所以虽然他在青年狼里实力是最强大的,却早早的被淑女们排除在了最想嫁的狼的名单之外。
谁会想嫁一只丝毫没有情趣的狼呢?
别的狼比试是为了娶亲,而他比试似乎只为了证明自己的强大。直到没有狼敢跟他挑战时,一只母狼却跳上了擂台。
狼敖沉默地看着她。
她的闺蜜们担心地喊着她的名字,她对面可是狼族最凶的狼,从来不对母狼留有情面。
公狼们却等着看狼敖的笑话,甚至有狼起哄道:“阿槿是不是心疼你的情狼了?”
是了,之前被狼敖扔下台子的有一个据说是追了阿槿许久的狼,虽然阿槿一直没有接受,可是在很多狼看来那是迟早的事情。

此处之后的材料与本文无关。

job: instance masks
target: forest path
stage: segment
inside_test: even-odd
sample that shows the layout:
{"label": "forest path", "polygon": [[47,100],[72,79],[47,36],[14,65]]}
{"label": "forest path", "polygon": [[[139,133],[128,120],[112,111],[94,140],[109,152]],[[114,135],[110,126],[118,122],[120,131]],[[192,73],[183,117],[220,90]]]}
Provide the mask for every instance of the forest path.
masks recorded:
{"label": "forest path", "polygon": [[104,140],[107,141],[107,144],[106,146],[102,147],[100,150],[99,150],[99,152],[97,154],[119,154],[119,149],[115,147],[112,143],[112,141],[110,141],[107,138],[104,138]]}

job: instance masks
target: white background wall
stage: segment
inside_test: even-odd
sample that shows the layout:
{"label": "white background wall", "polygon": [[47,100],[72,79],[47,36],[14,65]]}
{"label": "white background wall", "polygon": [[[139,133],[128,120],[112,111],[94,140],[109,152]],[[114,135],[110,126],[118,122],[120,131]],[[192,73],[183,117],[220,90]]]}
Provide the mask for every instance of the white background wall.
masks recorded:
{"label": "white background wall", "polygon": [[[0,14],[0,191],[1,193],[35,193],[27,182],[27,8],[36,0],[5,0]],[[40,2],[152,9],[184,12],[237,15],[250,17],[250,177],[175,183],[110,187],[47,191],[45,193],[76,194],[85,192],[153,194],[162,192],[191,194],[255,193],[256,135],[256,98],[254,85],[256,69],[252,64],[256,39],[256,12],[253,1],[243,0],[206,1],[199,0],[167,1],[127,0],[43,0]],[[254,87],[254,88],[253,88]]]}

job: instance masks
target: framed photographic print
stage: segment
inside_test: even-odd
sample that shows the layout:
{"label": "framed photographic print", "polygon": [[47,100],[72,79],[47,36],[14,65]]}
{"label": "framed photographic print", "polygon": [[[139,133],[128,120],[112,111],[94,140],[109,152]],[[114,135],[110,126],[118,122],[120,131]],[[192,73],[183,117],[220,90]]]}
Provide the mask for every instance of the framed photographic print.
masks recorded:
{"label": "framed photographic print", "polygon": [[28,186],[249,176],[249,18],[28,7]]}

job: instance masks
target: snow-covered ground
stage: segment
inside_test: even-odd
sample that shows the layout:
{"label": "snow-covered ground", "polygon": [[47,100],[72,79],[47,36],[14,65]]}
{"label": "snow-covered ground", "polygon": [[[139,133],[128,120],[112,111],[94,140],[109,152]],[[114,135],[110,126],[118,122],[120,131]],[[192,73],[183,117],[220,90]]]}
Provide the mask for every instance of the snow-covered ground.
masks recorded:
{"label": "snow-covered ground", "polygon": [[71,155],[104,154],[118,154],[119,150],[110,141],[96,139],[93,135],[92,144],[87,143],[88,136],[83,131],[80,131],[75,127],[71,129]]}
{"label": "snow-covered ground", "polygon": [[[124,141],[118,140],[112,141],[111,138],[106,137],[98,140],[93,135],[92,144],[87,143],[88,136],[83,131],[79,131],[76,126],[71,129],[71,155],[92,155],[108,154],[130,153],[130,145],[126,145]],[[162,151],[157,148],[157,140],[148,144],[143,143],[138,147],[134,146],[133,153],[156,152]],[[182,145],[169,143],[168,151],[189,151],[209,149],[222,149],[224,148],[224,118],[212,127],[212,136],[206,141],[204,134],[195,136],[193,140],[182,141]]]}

阿槿清了清嗓子,“我输了的话我下台,我赢了你得答应我一件事情。”
狼敖盯着她,似乎有些暴躁。
随着长老的一声令下,两头狼很快地撕咬在了一起,阿槿第一次听见了狼敖的声音,低沉好听,像是大海的声音——“你就这么喜欢他?”
阿槿眨眨眼,喜欢阿,当然喜欢。在咬了他一口脖子后,大大咧咧地答道:“我这辈子只喜欢他一个。”